"Still bearing them in hand,
Letting the cherry knock against their lips.
And draw it by their mouths and back again."
The phrase frequently occurs in Shakespeare.
[364] [So forward.]
[365] Intimate, on familiar terms. See note to "The Spanish Tragedy" [v. 168]
[366] An allusion, seemingly, to a popular saying. See Hazlitt's" Proverbs," p. 190.

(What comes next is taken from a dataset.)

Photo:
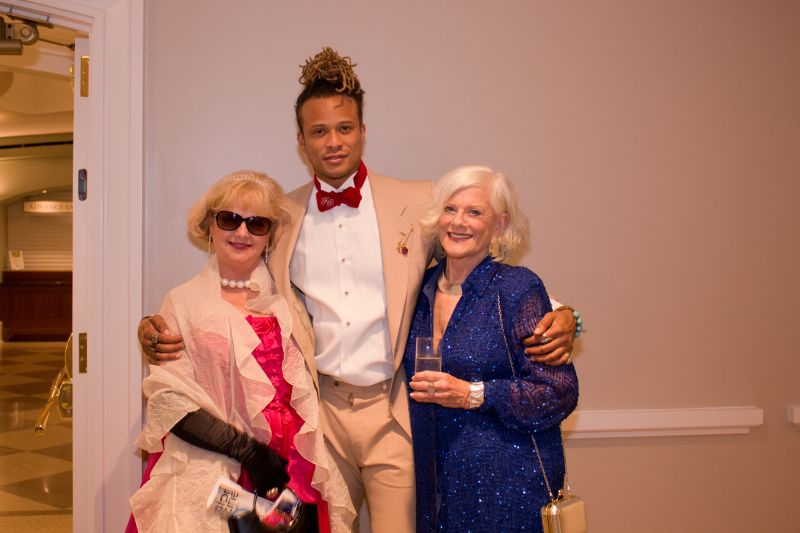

[367] Terms of legerdemain.
[368] [Merchants.]
[369] These words, bell, book, and candle, refer to the mode of excommunication in the Romish Church. In "King John," act iii. sc. 3, the Bastard says—
"Bell, book, and candle shall not drive me back,
When gold and silver becks me to come on."
Dr Grey, in his "Notes on Shakespeare," i. 284, has given the ceremonial on pronouncing an excommunication, by which it appears that in the performance of this office three candles were to be extinguished in the different parts of it. In Archbishop Winchelsea's sentences of excommunication, anno 1298 (see Johnson's "Ecclesiastical Laws," vol. ii.), it is directed that the sentence against infringers of certain articles should be "throughout explained in order in English, with bells tolling and candles lighted, that it may cause the greater dread; for Laymen have greater regard to this solemnity than to the effect of such sentences."